Jesiel on the Contentious Week in Springfield

This week in Springfield was very contentious, so for anyone who is concerned about the recent gun legislation, from any perspective, I want to make sure you have the correct information. I always approach votes from a measured policy perspective, not a political one, to ensure good policy is enacted.

I voted no on SB1657, the inaccurately named “Gun Dealer Licensing” bill, both yesterday and when it was first called in the fall. There are numerous problems with this bill beyond the fact the ATF already licenses and regularly inspects gun shops - serious concerns for the privacy of private citizens and the exemption for large retailers like Wal-Mart means that all this bill does is drive mom and pop shops out of business. That is not good policy.

I voted no on HB1465 because, again, this bill did a lot more than merely raise the age to purchase an “assault weapon” (an arbitrary term anyway) and would have turned law-abiding citizens into criminals. Again, that’s not good policy.

Yes, I did vote for HB1467 and HB1468. These bills addressed specific items and after weighing all the pros and cons I felt they were reasonable approaches. We already have a minimum 24 hour waiting period for all gun purchases in Illinois and a 72 hour waiting period for handguns, so adding certain semi-automatic long guns to the 72 hour waiting period is reasonable.

I also think it is reasonable to get rid of bump stocks and trigger cranks; their only purpose is to increase the rate of fire of a semi-automatic firearm to that of a fully-automatic one. Why is that necessary? A well-trained hunter or person acting in self-defense would not use a fully-automatic feature anyway because it reduces accuracy. I would have preferred to vote for HB4120, which is more specific in design, instead of HB1467, but there is no way Speaker Madigan would have let the bill come to the floor. Again, I felt this was reasonable.

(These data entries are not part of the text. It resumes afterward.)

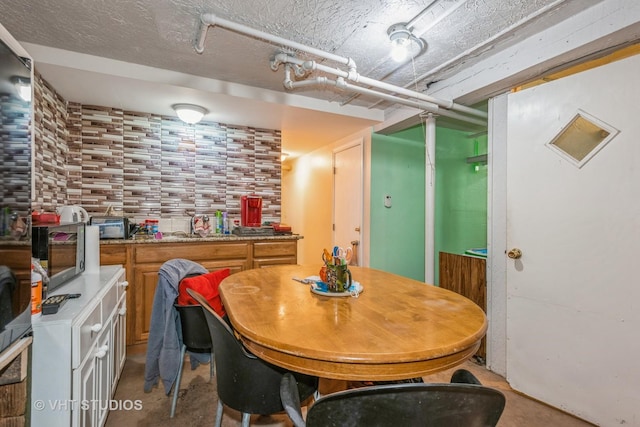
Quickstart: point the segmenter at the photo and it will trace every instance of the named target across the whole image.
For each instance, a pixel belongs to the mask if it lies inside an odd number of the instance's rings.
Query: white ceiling
[[[602,0],[2,0],[0,23],[67,100],[174,115],[195,103],[205,120],[282,129],[283,151],[302,154],[385,120],[397,106],[336,89],[287,91],[282,50],[210,27],[194,50],[201,13],[353,58],[358,73],[429,93],[487,55]],[[422,11],[414,33],[427,50],[399,66],[387,29]],[[330,61],[296,52],[300,58]]]

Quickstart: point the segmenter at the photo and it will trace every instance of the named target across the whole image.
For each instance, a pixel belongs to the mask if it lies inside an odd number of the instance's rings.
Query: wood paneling
[[[484,258],[440,252],[440,287],[469,298],[487,312],[487,261]],[[476,353],[486,358],[486,338]]]

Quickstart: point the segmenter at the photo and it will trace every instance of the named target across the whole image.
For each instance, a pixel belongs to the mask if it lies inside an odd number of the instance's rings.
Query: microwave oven
[[[85,227],[84,222],[32,227],[31,252],[47,273],[46,293],[84,271]]]

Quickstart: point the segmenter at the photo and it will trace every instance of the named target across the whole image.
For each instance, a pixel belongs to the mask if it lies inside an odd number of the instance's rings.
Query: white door
[[[640,425],[638,76],[640,56],[507,104],[507,379],[603,426]],[[589,152],[607,133],[581,121],[554,144],[582,164],[548,145],[577,114],[619,131]]]
[[[333,166],[333,242],[343,248],[358,242],[355,261],[362,265],[362,140],[336,149]]]

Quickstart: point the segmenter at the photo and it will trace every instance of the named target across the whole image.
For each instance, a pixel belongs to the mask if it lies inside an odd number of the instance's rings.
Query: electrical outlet
[[[384,195],[384,207],[385,208],[390,208],[391,207],[391,195],[389,195],[389,194],[385,194]]]

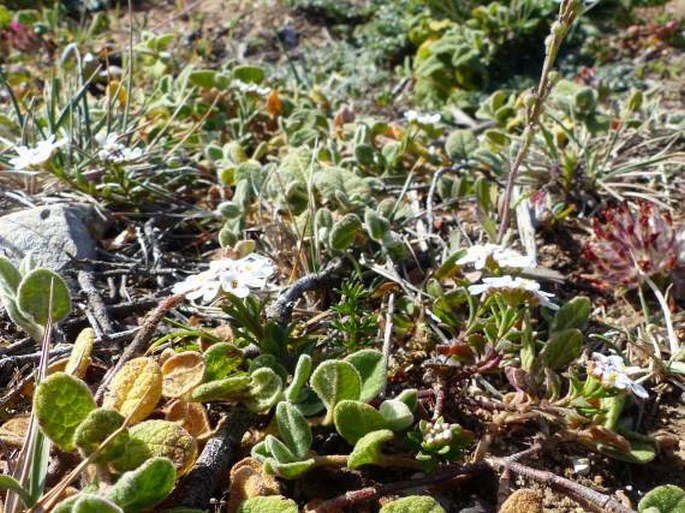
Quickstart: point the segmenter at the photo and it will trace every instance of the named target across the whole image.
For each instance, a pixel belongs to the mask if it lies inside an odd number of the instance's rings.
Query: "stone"
[[[0,217],[0,254],[19,264],[31,253],[37,267],[56,272],[74,259],[95,257],[97,239],[109,220],[95,207],[56,203]]]

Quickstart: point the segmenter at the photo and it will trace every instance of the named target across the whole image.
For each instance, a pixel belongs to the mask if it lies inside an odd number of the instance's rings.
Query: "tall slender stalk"
[[[523,164],[526,155],[528,155],[530,146],[533,143],[533,137],[535,135],[535,130],[537,129],[538,123],[540,122],[540,116],[543,112],[545,100],[547,99],[549,92],[552,90],[553,80],[551,79],[551,71],[554,66],[554,62],[559,54],[561,43],[571,30],[571,27],[573,27],[573,23],[582,12],[582,8],[582,0],[563,0],[559,7],[559,16],[557,21],[552,23],[550,34],[545,40],[545,61],[542,65],[540,81],[538,82],[537,89],[532,96],[532,101],[528,105],[528,112],[526,116],[528,121],[523,130],[523,134],[521,135],[521,145],[519,146],[518,152],[516,153],[516,158],[509,169],[509,174],[507,175],[507,185],[504,189],[504,201],[502,203],[501,222],[499,231],[497,233],[498,244],[502,242],[502,239],[509,228],[509,222],[511,220],[511,195],[513,192],[514,183],[516,182],[516,177],[518,176],[519,169]]]

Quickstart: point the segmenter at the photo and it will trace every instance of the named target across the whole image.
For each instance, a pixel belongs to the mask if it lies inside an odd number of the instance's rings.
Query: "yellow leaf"
[[[90,353],[93,351],[93,344],[95,343],[95,332],[92,328],[86,328],[74,342],[74,347],[71,349],[69,360],[64,369],[64,372],[82,378],[86,374],[88,362],[90,361]]]
[[[161,397],[162,369],[152,358],[143,356],[127,362],[116,373],[102,406],[130,417],[129,423],[135,424],[152,413]]]
[[[205,377],[205,360],[195,351],[178,353],[164,362],[162,375],[164,397],[182,397],[202,383]]]
[[[165,418],[179,424],[195,438],[205,438],[211,432],[207,412],[200,403],[178,399],[169,405]]]
[[[276,478],[267,474],[264,465],[254,458],[245,458],[233,465],[229,482],[228,513],[236,513],[240,504],[247,499],[281,493]]]

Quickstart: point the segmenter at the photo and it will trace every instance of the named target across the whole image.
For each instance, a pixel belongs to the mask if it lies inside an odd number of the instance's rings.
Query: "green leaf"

But no discussion is complete until we address the broader issue that led to the House votes yesterday. There will always be those whose intent is to do harm, using whatever means necessary. And the increasingly hostile culture we live in only intensifies the anger and evil that perpetrates horrific crimes like happened in Florida last month. I will continue to look for ways to balance both sides of the equation by the best means possible. Most of all, I want to contribute to a discussion that looks at the reasons why we are so hostile and divided and come back to a middle ground of respect that serves to uphold and respect the value of every life. It is a change of heart and a movement away from evil and hatred that is our best hope.